According to the Guardian, the United Nations relief mission to Syria has awarded sizable contracts to businessmen who are under U.S. and European Union sanctions, including charities set up by Assad’s wife Asma and close cousin Rami Makhlouf. Mrs. Assad’s charity raked in a cool $8.5 million from UN agencies.
The Guardian found $13 million in payments to the Syrian government’s agriculture ministries, plus $4 million to the state-owned fuel supplier, both of which are currently under European Union sanction. $5 million has gone to a blood bank directly controlled by the Syrian military, even though some of the donors are governments with strict economic sanctions against Assad’s regime.
The Guardian further accused UN agencies of dealing with at least 258 private Syrian companies, many of them linked to Assad or his close associates. United Nations personnel even stay at a hotel partially owned by the Syrian government when they visit Damascus.

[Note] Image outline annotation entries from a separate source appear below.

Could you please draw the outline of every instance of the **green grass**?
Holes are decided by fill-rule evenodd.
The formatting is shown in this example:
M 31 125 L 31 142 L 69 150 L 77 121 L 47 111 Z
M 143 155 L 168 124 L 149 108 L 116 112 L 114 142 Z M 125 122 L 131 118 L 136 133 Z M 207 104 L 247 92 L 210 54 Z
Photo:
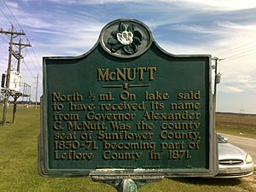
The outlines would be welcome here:
M 2 119 L 3 109 L 0 108 Z M 0 191 L 1 192 L 89 192 L 116 191 L 110 185 L 94 183 L 90 178 L 42 177 L 38 173 L 38 136 L 40 131 L 39 109 L 20 108 L 16 123 L 0 126 Z M 253 182 L 242 179 L 165 178 L 143 186 L 139 192 L 255 191 Z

Critics say UN aid has been prioritized in areas held by the Syrian government, effectively turning the aid mission into a weapon in Assad’s arsenal. “More than 50 humanitarian, human rights and civil society groups back a report which said the UN had given in to demands not to help rebel-held areas, contributing to the death of thousands of civilians,” the Guardian writes.
UN officials counter that they have little choice but to deal with Assad and his cronies, since they control so much of Syria’s industry and infrastructure. That partially regime-owned hotel in Damascus, for example, is said to be the only safe place for visiting officials to stay. If humanitarian aid is not delivered by Assad’s stooges, then none of the suffering civilians in Syria will be helped. Assad has reportedly taken the entire civilian population hostage by threatening to kick the UN out of the country, if they don’t play ball with his regime.
Another disturbing detail from the Guardian report is that some international aid operations have been compromised even worse than the United Nations:
A senior member of the humanitarian community who leaked information to the Guardian said: “There are obviously questions over some of these UN procurements.
“But at least the UN publishes the names of their suppliers. Many of the international NGOs won’t even do that. Very limited transparency is a problem that affects the whole aid effort in Syria. Given that the aid industry has been talking [about] the need for more transparency for decades, it’s high time we had proper independent scrutiny of where this money is going and how it is being spent.”
The Washington Post reported in July that the U.S. government has frozen over $200 million in contracts, fearing that “bad characters have taken advantage of the complex situation for personal gain, ultimately denying Syrian people the food, clothing, health care and other aid they urgently need,” as USAID Inspector General Ann Calvaresi Barr told the House Foreign Affairs Committee.
It’s not clear that even this grim estimate accounts for the kind of official corruption the UK Guardian described because much of what the Washington Post describes consists of more prosaic scams and gangster rackets. For example, there is said to be a “mafia” of suppliers in southern Turkey rigging bids and delivering substandard humanitarian goods.
The Post noted that $5.5 billion from the United States makes it the “leading humanitarian donor in Syria,” but most of that money has been “distributed through the United Nations and a host of partner organizations” since the U.S. no longer has an embassy in Damascus.
Another $439 million in humanitarian funding for Syria was announced by Secretary of State John Kerry last month, despite the fact that the Government Accountability Office recently issued a report charging that USAID and the State Department don’t have “any inkling” of how much money they’ve already lost.